Geni is a collaborative site, with two levels of membership, a free one where you can add your tree and start looking for connections, and a paid membership that allows you to get more involved in merging and making connections. Members can work with other cousins to find connections, and join one of their projects. They have great resources in their Projects and Message boards . 
There are so many things on each site to help with your research, and we’ll make sure to cover those tips as we come to them. For now, just join-that’s it. Pick a site, and set up your account, add your parents if you get the time. 

Cousin Connection Tip #3 – The Family Group Sheet

Hello Cousins! We’ve got another tip for you this week.
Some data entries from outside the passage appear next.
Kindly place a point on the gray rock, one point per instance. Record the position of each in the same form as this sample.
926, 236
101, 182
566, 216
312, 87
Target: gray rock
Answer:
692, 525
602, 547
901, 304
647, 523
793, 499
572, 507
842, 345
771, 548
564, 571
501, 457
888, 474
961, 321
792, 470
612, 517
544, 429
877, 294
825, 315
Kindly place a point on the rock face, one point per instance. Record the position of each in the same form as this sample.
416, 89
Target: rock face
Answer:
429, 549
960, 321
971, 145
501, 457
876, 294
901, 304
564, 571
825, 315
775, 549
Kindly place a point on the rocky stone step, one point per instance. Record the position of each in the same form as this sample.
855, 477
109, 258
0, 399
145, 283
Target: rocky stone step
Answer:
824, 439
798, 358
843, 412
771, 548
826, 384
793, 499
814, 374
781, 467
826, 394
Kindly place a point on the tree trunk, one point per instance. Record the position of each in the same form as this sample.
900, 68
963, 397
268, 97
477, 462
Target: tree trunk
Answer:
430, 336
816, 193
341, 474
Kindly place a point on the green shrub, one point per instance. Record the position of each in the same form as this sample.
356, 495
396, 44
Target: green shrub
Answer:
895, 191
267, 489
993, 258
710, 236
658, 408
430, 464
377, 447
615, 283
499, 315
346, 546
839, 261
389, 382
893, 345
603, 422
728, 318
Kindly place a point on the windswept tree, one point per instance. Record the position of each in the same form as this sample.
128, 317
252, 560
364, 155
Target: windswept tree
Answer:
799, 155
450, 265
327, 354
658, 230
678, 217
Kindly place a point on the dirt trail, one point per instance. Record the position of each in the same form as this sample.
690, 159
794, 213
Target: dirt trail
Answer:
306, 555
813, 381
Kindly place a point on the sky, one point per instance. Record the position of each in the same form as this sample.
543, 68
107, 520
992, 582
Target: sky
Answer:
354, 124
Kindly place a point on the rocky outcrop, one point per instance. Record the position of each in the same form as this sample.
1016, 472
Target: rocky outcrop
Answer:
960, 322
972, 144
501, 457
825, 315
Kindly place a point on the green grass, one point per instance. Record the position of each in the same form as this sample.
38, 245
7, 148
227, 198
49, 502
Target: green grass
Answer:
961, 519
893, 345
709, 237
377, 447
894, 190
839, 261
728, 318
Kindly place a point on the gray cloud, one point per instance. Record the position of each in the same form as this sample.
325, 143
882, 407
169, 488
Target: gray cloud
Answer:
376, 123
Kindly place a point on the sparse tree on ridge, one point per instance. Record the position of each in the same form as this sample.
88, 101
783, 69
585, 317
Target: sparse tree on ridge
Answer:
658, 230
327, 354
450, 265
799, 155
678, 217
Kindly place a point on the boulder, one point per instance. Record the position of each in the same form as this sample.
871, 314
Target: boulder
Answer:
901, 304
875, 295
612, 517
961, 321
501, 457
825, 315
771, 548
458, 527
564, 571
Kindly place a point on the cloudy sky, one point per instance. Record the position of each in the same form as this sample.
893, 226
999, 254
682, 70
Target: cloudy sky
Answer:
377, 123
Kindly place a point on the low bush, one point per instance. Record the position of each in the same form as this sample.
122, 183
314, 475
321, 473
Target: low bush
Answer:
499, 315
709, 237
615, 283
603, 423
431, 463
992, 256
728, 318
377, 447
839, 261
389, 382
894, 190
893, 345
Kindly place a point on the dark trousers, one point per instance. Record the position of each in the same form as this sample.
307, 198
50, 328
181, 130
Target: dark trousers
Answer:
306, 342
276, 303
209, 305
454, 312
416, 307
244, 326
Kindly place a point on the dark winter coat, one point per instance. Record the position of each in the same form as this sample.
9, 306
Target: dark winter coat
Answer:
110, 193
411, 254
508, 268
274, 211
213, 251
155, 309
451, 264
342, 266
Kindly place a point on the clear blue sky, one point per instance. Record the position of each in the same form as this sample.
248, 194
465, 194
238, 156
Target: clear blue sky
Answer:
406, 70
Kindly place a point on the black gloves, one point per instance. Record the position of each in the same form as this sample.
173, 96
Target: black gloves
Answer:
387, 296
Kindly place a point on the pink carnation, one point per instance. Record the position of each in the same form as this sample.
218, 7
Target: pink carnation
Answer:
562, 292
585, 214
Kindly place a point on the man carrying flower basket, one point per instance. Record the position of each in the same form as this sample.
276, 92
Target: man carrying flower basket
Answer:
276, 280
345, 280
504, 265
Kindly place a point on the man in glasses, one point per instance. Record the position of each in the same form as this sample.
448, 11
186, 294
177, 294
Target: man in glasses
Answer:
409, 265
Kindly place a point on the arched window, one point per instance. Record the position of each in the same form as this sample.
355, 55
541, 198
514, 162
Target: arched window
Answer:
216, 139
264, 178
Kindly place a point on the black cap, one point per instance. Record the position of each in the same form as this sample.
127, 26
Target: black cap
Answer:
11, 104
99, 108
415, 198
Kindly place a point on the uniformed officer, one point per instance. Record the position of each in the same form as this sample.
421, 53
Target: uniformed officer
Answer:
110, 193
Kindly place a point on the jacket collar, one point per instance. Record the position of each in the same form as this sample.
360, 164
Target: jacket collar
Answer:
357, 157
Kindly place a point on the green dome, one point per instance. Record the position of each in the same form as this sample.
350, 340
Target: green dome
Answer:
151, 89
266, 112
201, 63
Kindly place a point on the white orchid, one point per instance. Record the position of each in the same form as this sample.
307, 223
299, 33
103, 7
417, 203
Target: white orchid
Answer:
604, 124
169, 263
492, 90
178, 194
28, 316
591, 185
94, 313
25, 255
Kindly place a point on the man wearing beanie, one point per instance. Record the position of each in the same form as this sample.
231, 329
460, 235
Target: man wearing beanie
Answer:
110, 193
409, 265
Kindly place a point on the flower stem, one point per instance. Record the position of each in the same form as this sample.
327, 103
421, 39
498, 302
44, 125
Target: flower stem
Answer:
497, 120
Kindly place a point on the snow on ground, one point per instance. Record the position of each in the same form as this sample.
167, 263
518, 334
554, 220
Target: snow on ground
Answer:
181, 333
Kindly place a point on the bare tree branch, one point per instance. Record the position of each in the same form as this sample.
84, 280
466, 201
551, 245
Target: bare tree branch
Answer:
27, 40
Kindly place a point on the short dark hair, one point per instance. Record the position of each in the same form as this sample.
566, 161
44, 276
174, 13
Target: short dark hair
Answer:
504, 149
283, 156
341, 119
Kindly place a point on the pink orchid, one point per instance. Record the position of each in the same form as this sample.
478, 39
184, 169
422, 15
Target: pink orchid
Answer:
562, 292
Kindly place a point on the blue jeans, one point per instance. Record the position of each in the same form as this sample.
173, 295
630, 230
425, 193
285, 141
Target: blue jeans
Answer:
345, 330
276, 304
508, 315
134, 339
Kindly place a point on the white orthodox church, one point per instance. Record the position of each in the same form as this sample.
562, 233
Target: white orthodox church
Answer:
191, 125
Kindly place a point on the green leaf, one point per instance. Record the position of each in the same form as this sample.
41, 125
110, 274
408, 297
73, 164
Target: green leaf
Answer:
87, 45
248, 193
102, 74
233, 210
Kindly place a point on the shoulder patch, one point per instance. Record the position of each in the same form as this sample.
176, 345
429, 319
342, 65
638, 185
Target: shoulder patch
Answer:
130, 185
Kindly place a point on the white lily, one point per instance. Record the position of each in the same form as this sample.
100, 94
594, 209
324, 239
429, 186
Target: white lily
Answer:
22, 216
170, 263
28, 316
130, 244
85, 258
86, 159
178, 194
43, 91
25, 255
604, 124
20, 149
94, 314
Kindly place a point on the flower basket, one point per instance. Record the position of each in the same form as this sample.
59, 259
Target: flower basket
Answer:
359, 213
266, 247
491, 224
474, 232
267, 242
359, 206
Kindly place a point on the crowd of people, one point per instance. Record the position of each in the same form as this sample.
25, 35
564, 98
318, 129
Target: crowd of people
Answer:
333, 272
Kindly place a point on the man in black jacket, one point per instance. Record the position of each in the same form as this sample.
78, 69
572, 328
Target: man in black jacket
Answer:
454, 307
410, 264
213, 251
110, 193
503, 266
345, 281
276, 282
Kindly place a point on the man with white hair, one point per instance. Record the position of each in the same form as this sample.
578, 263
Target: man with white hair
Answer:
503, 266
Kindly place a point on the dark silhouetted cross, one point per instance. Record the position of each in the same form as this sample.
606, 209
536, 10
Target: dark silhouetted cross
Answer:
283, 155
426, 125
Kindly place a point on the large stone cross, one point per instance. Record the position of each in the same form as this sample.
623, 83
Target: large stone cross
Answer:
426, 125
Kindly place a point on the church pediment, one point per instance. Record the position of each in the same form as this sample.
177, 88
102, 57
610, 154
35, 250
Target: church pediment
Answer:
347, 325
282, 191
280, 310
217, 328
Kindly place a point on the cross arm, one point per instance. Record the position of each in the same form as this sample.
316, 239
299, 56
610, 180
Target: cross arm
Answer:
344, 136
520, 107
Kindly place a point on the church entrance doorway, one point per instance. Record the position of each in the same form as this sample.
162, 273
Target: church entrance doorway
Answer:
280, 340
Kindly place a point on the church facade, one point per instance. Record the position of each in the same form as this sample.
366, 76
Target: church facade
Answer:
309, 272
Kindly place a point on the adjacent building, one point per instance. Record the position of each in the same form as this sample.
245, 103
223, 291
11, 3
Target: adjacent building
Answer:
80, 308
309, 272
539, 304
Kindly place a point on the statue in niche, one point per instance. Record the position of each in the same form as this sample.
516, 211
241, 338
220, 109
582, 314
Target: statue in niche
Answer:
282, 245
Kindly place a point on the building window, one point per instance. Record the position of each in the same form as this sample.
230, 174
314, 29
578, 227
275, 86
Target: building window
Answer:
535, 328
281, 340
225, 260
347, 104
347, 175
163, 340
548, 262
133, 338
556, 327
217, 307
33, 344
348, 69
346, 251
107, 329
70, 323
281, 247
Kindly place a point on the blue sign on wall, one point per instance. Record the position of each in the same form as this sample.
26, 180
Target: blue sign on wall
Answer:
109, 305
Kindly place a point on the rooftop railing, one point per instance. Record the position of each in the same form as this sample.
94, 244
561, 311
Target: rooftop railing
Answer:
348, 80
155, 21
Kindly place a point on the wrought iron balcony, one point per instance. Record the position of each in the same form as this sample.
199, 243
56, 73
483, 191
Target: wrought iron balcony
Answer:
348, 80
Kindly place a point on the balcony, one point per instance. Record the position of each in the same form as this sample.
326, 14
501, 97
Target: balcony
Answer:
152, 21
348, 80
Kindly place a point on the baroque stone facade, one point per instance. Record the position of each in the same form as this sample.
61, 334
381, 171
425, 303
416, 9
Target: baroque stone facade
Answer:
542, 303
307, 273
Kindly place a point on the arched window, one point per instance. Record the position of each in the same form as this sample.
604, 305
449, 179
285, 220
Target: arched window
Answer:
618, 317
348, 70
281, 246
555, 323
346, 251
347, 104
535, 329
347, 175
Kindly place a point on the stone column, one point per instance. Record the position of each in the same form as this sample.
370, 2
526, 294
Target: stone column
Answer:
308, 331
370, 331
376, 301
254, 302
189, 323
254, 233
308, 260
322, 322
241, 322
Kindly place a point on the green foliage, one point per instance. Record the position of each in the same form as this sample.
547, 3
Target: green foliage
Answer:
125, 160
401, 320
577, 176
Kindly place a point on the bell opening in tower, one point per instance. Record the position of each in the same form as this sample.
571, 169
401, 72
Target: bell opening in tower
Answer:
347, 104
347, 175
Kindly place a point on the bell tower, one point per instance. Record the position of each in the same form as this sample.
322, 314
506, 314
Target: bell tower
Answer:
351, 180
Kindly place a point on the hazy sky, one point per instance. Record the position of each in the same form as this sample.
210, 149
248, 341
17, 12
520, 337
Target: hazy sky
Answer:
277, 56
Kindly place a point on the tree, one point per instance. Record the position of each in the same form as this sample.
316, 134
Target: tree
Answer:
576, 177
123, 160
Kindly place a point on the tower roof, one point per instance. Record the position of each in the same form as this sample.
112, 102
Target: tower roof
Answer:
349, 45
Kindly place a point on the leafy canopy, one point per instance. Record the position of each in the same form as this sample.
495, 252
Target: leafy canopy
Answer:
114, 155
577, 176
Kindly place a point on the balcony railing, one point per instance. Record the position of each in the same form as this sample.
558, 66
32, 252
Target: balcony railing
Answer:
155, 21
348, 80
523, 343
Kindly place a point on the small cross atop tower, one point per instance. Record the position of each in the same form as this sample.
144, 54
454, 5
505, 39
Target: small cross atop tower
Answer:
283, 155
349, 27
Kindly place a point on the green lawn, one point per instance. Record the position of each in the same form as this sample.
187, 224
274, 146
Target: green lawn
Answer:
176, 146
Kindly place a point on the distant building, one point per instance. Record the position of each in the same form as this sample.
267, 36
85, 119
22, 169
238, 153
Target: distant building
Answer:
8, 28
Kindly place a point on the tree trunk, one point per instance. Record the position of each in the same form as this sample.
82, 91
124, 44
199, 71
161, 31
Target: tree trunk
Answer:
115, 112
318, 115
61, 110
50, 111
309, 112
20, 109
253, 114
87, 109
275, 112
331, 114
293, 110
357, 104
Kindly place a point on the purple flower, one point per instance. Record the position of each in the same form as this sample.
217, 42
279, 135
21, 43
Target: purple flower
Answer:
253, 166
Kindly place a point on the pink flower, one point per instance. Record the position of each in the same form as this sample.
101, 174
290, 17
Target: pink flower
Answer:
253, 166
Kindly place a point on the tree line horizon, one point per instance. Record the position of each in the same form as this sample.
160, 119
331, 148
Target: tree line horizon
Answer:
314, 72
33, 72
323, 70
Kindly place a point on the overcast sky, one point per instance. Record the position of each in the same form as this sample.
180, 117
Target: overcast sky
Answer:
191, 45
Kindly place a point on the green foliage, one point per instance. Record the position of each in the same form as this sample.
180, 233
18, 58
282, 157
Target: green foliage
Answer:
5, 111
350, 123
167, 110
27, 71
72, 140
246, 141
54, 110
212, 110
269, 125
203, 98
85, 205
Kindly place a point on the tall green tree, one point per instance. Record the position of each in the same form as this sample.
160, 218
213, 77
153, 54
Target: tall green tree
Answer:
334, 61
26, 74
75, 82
After putting all your grandparents in order last week, you may be left with information on all their children; not just your parents. What are you supposed to do with that? Is it really useful to you? Of course it is! You’ll soon learn as a family researcher that those lateral connections can offer great clues when you are having troubles figuring out who is who. You want to keep all that information as much as you want to keep your grandparents’ information. One great way to keep track of it is using family group sheets. Pedigree charts from last week do an excellent job of helping us see our direct line, but for each set of those parents, there is a family attached. I like to write the page numbers of the family group sheet to corresponds to someone after their name on the pedigree chart so I can find them quickly.

A family group sheet simply helps you keep the information you have on a family all in one place. You start with the parents at the top, usually, then fill in what you’ve found for all their kids, like birth dates, places and spouses. These, like pedigree charts, are easy to come by via free download on the internet. It may seem unnecessary to keep all this on paper with all the great online places to keep a family tree, but even in a digital age, paper copies of things are so beneficial. Showing what you’ve found to family is easier; if you are without internet but want to check on something, you have access; and if aliens attack and the world falls to pieces, you know who your Great Uncle Zadok was named after. 
This chart from BYU ( is one of my favorites because the information is kept tidy and there is plenty of room for little notes.